Each EHR was reviewed for patient demographics, diagnoses, medications, lab results, and appropriate referrals to specialists. The practices that participated had higher-than- average percentages of patients covered by Medicaid as well as those diagnosed with diabetes or hypertension. Data recognized for automated quality measurement across 11 clinical quality measures varied. Vital signs, vaccinations, and medications had the highest proportion of information documented in structured fields within the EHR. However, orders for mammograms and their results had the lowest proportion (10.7 percent) of data recorded in structured fields included in automatic quality measurements. These orders tended to be stored as scanned documents or images.
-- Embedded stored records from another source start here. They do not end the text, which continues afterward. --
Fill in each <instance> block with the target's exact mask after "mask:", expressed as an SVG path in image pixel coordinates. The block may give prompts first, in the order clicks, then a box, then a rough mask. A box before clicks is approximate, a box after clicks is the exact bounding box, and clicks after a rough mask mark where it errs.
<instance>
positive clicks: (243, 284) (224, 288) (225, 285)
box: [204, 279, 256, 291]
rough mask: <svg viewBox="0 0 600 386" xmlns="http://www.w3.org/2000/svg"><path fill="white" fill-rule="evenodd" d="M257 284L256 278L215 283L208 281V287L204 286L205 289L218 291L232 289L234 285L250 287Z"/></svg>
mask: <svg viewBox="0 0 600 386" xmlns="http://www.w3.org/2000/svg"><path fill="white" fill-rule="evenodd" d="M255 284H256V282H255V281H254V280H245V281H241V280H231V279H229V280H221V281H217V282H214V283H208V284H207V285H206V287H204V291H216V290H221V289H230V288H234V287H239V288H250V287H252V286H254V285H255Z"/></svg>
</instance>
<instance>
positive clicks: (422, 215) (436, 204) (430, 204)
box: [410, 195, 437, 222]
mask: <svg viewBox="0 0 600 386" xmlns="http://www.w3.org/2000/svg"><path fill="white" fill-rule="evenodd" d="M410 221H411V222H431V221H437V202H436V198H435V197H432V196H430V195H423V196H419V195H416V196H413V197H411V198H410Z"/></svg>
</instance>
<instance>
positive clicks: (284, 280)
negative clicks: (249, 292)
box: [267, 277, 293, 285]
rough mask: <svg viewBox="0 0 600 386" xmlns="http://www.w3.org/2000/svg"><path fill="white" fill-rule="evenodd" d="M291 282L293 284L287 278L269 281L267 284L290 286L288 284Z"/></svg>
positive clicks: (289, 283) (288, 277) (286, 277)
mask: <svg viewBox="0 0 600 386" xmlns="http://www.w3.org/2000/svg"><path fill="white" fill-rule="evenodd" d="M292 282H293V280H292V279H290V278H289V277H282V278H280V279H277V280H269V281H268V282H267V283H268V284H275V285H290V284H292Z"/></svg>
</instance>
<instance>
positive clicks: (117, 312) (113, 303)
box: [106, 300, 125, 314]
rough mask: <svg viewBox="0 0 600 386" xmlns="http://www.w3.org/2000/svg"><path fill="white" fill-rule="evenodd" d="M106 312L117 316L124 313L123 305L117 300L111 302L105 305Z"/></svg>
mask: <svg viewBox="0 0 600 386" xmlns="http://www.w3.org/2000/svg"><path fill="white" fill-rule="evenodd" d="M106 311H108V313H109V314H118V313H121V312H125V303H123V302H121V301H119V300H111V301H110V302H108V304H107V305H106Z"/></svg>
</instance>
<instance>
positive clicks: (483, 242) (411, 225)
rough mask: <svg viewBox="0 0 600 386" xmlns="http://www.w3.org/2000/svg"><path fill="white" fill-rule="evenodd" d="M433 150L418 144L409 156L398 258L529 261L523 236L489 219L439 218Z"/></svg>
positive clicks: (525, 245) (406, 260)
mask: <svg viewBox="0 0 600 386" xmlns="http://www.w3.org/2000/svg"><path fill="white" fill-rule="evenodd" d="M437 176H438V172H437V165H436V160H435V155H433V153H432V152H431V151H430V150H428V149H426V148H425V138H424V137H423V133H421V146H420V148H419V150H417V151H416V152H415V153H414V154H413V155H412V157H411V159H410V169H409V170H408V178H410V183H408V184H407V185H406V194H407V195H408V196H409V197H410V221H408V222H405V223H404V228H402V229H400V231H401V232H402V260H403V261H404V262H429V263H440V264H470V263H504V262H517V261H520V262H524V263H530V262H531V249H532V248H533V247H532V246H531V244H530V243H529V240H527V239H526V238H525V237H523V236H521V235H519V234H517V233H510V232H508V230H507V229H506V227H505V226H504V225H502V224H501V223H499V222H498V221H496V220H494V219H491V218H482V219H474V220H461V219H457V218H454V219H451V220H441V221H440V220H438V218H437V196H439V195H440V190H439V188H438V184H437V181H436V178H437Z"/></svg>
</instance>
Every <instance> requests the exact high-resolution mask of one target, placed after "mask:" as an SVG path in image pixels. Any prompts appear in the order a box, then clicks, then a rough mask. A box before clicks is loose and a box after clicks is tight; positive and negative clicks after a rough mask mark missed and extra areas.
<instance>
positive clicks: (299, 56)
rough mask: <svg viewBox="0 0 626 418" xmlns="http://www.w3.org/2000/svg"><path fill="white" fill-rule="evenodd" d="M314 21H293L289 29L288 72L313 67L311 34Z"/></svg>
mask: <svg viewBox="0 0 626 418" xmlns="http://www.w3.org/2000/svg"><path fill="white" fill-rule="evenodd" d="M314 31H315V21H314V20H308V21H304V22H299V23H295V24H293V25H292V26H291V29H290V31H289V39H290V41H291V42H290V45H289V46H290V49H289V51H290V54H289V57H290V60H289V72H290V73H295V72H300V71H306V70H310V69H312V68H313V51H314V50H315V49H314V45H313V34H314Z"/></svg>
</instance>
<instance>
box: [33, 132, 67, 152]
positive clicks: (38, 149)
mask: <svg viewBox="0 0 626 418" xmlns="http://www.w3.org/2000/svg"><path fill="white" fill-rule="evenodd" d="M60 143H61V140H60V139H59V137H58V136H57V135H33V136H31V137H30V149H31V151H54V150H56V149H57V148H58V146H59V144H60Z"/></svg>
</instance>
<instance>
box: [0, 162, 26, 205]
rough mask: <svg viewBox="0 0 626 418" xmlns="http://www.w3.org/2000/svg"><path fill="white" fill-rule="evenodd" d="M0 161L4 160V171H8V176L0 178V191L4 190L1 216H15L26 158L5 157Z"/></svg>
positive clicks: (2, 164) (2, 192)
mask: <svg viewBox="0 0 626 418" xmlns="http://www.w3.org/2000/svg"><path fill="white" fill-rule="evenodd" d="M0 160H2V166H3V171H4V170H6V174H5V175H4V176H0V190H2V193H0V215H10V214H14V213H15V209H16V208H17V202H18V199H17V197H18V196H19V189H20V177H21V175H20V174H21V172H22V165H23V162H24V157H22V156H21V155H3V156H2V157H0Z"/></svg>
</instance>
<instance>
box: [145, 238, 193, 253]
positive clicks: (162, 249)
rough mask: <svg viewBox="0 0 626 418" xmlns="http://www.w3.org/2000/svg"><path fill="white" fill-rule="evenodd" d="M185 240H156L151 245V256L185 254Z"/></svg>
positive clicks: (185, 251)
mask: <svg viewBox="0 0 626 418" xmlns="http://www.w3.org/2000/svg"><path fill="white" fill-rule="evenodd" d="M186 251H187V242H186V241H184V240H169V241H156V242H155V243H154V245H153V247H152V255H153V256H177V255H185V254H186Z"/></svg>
Information on laboratory results and smoking status was documented in the structured fields in less than half of the cases. Overall, the average primary care practice failed to capture half of the patients eligible for 3 of the 11 quality measures. These were hemoglobin A1c (a marker for diabetes), cholesterol, and smoking cessation. This study shows that EHR-derived quality measures underestimated practice performance for many of the measures and, therefore, may not be ready for "prime time."
More research is needed to determine which quality measures are best suited for EHR accounting in an automated fashion. In addition, providers need additional training on proper documentation techniques to make these measurements more accurate, suggest the researchers. While they identified challenges with automated EHR quality measures, they are confident that if these challenges are addressed, automated EHR-derived quality measures can be a practical way to extract practice performance. Their study was supported by the Agency for Healthcare Research and Quality (HS17059).
See "Validity of electronic health record-derived quality measurement for performance monitoring," by Amanda Parsons, M.D., Colleen McCullough, Jason Wang, and Sarah Shih, M.P.H., in the February 9, 2012 Journal of the American Medical Informatics Association [Epub ahead of print].